Und jüngst, beim NATO-Jubiläum in Washington, wurde noch draufgesattelt: ab 2026 sollen Mittelstreckenwaffen, konkret Raketen und Marschflugkörper in Deutschland stationiert werden, die bis weit ins Herz Russlands reichen! Auch wenn diese nicht atomar bewaffnet sind, stellen sie durch ihre Eigenschaften, Schnelligkeit und Zielgenauigkeit eine strategische Bedrohung Russlands von deutschem Boden aus dar! Genau wie vor 40 Jahren die Pershing-2 und Cruise Missiles des sogenannten "Nachrüstungsbeschlusses"!
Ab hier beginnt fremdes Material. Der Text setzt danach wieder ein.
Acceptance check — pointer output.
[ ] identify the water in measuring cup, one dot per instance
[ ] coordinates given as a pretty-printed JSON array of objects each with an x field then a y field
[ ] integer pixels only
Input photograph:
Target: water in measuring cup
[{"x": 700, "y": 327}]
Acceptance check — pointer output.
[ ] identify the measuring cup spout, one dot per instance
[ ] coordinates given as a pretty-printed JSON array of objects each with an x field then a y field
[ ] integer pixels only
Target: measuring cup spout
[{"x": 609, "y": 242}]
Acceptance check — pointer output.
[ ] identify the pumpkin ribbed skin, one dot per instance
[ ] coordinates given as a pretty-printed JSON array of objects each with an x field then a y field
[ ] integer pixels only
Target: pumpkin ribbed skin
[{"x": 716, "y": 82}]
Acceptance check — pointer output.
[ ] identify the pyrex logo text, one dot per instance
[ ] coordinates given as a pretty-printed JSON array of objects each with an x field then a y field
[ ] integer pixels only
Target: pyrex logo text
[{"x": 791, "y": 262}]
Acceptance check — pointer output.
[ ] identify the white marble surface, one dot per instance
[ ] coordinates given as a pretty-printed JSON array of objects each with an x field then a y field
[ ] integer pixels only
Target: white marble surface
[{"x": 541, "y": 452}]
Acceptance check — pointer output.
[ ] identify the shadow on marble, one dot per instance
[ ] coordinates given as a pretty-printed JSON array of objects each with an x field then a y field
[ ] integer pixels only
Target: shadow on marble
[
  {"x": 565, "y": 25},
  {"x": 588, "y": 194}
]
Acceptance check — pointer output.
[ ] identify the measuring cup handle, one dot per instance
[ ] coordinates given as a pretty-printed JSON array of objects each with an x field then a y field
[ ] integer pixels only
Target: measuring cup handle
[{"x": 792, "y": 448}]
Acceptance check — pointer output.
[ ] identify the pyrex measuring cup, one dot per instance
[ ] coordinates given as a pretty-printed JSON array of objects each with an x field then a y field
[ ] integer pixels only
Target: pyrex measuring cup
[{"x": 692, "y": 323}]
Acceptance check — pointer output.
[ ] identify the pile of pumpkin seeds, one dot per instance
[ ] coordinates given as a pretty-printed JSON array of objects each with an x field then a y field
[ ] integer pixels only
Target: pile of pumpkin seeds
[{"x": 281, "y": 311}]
Kann man sich irgendwas noch Gefährlicheres denken? Die Bundesregierung bietet unser Land als Startrampe an, dadurch befinden wir uns in der Zielkoordinate, wir sind die Geiseln, wir könnten die ersten Opfer auf dem atomaren Schlachtfeld Mitteleuropa werden!
Da wünsche ich mir, dass eine neue Friedensbewegung entsteht, wie damals vor gut 40 Jahren. Bleiben wir dabei: Nie wieder Hiroshima! Nie wieder Nagasaki!
Es gibt nur eine Lösung: Atomwaffen abschaffen!
Wolfgang Nick ist aktiv beim Friedensmuseum Nürnberg.